April 11th, 2006, 04:08 PM
MySQL to PostgreSQL, LARGE ROW COUNT
Hello, i work for an organization that uses a lot of MySQL for articles and the like.
right now we have over 700,000 rows in the article table. the previous architecht/programmer that I am in the process of replacing uses MySQL to eventualy point to YAML files to gather the rest of the information about the article, such as the pages and the images and OCR text.
When i came on i could not fathom why he didnt store the page data in the database as well, and he mentioned a massive performance issue when there are over 20 million rows in a table, as there would be if we logged the pages as well, so now there is a lot of programming logic to alter/adjust/read these YAML files for the sake of speed.
Personaly I am not horribly convinced at that. He made this decision 3 years ago when computer power and space was relatively expensive compared to today, and now we have the funding and the computer hardware to handle pretty much anything.
Would PostgreSQL be signifigantly faster than the MySQL situation now?
could i implement a page table as a proof of concept to demonstrate?
also, a lot of what does deal with the MySQL database is written, would moving over to PostgreSQL be as easy as changing the DBI calls from the perl config files we use?
I know this isnt very specific, and I will answer any questions that you have to better help me as well. I have been doing MySQL programming along side using Perl and PHP for 4 years now, and the thing i always liked about it is if i left the job, someone with a knowledge in any programming language could always start it back up again with the database structure left behind, a well normalized well organized structure that was clear and required no "tricks" programaticaly to get things done.
this isnt the case and it makes me feel ill that it is in place and the company almost relies on it, and myself, as PERL programmers are more and more rare, especialy any worth a damn.
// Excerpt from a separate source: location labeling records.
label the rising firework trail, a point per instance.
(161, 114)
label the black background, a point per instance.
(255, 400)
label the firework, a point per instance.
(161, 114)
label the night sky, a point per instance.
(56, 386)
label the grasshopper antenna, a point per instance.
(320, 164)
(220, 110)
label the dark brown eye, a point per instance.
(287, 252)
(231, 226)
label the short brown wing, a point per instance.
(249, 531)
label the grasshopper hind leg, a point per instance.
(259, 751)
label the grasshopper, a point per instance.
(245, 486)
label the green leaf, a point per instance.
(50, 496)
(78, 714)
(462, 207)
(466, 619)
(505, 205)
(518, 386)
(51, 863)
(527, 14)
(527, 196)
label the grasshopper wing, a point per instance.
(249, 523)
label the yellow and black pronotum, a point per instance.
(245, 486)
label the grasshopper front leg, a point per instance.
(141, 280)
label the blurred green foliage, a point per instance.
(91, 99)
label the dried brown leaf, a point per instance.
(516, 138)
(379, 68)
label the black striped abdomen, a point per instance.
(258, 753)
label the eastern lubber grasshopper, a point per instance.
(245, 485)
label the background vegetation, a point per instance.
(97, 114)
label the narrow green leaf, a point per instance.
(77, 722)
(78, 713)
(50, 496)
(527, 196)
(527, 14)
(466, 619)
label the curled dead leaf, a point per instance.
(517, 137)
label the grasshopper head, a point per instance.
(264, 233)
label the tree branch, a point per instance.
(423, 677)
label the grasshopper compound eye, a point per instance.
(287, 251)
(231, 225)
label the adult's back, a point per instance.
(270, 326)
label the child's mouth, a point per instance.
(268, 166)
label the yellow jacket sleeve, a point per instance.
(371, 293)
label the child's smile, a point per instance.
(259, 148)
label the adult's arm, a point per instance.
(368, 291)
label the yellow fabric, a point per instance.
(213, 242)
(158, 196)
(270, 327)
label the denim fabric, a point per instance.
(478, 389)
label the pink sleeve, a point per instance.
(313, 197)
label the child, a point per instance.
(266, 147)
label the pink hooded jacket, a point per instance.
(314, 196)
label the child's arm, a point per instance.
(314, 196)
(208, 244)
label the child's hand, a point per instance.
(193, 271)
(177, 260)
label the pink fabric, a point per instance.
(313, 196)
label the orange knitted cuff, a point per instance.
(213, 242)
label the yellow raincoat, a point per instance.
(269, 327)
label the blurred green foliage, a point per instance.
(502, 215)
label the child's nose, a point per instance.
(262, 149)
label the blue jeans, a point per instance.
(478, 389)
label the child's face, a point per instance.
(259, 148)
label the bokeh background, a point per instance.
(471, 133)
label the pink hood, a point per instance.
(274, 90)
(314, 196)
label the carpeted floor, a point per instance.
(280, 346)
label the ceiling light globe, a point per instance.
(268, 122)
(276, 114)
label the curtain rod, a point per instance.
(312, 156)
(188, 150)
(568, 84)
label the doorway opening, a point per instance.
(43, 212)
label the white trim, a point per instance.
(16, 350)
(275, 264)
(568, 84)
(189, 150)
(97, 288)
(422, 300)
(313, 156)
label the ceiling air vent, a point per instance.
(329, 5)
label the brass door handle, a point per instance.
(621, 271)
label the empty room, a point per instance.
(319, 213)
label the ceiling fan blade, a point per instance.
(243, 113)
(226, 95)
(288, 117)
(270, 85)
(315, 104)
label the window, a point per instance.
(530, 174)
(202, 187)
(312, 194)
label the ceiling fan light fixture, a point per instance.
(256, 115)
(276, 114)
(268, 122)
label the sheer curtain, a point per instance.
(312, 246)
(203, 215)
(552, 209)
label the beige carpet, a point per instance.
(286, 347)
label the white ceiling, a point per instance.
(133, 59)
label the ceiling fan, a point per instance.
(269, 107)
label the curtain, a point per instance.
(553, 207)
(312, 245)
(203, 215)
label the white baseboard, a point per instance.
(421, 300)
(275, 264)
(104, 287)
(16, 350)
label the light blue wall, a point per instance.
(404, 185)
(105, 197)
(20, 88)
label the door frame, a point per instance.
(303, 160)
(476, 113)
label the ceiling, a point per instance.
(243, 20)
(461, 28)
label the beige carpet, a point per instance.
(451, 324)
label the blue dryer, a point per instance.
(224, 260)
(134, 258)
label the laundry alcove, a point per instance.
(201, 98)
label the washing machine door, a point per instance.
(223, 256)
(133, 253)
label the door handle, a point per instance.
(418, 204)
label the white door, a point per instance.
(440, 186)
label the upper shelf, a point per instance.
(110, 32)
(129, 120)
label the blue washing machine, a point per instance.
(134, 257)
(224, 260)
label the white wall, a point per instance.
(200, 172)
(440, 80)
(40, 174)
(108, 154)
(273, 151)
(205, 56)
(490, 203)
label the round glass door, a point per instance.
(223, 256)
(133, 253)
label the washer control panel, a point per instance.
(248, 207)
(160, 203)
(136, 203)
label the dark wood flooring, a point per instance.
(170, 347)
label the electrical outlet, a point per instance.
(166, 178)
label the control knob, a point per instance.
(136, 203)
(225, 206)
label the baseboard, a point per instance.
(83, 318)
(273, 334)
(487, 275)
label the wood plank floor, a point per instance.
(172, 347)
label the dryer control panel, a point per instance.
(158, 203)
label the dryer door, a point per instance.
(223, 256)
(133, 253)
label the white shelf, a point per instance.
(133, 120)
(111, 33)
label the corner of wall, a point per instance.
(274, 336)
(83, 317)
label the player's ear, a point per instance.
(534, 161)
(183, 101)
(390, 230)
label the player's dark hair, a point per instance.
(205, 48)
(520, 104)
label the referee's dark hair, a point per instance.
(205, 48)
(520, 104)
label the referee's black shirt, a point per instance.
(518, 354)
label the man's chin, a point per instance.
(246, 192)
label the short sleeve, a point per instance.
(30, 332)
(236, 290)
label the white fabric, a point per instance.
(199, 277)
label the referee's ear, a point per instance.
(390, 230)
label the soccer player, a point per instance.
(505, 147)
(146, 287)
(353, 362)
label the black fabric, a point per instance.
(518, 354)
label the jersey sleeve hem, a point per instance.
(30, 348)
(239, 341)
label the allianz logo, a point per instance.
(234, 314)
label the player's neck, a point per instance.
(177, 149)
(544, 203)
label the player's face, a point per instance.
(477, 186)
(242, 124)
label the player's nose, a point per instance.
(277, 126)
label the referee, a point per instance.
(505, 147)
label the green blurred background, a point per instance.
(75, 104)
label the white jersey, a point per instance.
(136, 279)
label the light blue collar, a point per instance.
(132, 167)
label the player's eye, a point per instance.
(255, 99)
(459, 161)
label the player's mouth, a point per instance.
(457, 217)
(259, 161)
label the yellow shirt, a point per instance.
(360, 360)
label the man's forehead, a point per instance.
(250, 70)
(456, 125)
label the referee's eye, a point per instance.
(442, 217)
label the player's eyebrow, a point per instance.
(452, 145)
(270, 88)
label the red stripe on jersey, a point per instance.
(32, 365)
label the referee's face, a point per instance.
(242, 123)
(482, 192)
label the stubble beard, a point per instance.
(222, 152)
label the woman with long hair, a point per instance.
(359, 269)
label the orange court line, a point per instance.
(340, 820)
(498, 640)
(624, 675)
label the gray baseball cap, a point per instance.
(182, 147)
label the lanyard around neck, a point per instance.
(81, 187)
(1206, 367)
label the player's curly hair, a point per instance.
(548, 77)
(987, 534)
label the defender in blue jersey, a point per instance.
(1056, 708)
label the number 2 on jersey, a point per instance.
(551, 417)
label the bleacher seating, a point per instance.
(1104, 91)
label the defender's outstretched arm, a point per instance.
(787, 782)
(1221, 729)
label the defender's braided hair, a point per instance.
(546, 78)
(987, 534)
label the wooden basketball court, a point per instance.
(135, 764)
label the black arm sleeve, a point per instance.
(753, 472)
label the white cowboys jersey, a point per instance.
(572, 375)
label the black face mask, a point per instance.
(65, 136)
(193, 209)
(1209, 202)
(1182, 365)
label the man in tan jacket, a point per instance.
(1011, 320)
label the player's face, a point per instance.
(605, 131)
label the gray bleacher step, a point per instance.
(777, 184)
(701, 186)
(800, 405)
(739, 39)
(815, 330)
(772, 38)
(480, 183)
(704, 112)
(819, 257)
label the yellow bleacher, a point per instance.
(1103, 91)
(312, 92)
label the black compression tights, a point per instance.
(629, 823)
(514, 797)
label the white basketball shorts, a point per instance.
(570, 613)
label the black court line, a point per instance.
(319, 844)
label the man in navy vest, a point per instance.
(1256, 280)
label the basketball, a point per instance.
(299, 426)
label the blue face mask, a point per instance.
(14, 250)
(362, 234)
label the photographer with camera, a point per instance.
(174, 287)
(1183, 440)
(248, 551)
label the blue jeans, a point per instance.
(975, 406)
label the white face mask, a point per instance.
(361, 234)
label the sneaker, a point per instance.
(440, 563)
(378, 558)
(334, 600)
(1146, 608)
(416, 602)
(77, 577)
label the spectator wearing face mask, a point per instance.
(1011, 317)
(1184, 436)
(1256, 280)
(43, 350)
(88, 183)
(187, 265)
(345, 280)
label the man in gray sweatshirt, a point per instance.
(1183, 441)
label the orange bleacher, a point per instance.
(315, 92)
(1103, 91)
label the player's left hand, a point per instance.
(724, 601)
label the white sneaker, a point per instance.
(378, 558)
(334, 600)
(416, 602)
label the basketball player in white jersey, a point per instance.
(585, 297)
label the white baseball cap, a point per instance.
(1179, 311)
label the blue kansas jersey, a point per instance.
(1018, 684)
Any help would be nice, I am really curious about PostgreSQL coming from only MySQL, besides, i want another DB to put on the resume
Thanks a lot, I know im long winded on this. Thanks
April 12th, 2006, 04:48 AM
The question has been asked many times on these forums and we all went against storage in the database.
Originally Posted by animusdk
April 12th, 2006, 04:34 PM
No we didn't. I have never been against this approach in principle It is simply a matter of application design requirements + system capabilities. I don't understand why so many programmers are offended at someone even considering storing data like this in a database.
Originally Posted by pabloj
The real question to ask is "why are you considering storing this in the database?" Yes, there are tradeoffs: better logical control over your data, but definite performance implications. The question to ask is whether the tradeoff is worth it to you.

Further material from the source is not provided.